For eighteen years, Stanley served as Vice-President of the Indiana W.C.T.U., and for ninetheen years, from 1920 to 1939, she served as Indiana State President. She spoke in the principal cities of Indiana and of practically all of the other States in the U.S., and she represented Indiana at many of the national and world conventions of the WCTU.

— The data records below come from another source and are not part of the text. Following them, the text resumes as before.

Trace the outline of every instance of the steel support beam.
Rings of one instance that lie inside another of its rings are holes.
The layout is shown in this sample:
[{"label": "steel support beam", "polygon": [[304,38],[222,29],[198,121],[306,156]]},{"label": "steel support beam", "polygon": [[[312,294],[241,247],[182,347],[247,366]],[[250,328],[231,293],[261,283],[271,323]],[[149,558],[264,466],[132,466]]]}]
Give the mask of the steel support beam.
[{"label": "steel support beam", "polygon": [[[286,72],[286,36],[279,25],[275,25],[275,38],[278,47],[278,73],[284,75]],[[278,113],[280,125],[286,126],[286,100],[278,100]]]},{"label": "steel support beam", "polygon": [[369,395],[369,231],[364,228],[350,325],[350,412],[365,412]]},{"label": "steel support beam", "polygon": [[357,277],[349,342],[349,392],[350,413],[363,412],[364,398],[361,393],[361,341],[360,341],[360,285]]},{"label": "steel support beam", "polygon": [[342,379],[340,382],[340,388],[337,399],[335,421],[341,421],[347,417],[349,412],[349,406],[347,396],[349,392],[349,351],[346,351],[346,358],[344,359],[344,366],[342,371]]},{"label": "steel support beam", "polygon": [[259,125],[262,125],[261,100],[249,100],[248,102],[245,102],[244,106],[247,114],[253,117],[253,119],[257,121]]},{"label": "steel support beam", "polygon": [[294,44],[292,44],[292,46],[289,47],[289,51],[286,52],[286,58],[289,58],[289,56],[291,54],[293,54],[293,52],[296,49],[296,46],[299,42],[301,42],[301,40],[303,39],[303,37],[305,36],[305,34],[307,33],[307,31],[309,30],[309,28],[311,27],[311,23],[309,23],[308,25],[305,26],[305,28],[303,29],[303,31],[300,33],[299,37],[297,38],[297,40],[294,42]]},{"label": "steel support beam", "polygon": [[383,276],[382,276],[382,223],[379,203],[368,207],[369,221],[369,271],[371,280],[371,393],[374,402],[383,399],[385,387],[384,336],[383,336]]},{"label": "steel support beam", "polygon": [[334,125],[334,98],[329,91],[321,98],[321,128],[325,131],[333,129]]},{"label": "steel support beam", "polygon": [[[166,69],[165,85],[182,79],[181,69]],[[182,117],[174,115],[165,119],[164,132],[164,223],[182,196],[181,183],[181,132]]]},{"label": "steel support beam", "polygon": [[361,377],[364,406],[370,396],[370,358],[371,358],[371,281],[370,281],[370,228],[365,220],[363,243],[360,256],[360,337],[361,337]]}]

Stanley lectured on behalf of the WCTU. She spoke in every county in Indiana, and every state in the U.S., except two.

She was a director of Taylor University, and was represented on the extension force of Purdue University.

Stanley represented the Franklin County district at the national WCTU convention at Atlanta in 1891 and at the one held at Seattle in 1899. She was an official delegate from Indiana to the Fifteenth International Congress Against Alcoholism, held at Washington, D.C., in 1920, and to the International Convention of the World League Against Alcoholism, held at Toronto, Canada, in 1922.

==Personal life==
The Stanley family had four children, Grace Tipton, Earl Norris, Zac J., and Ross Stanley.

Elizabeth Tipton Stanley died near Liberty, Indiana on April 17, 1940, at the age of 81.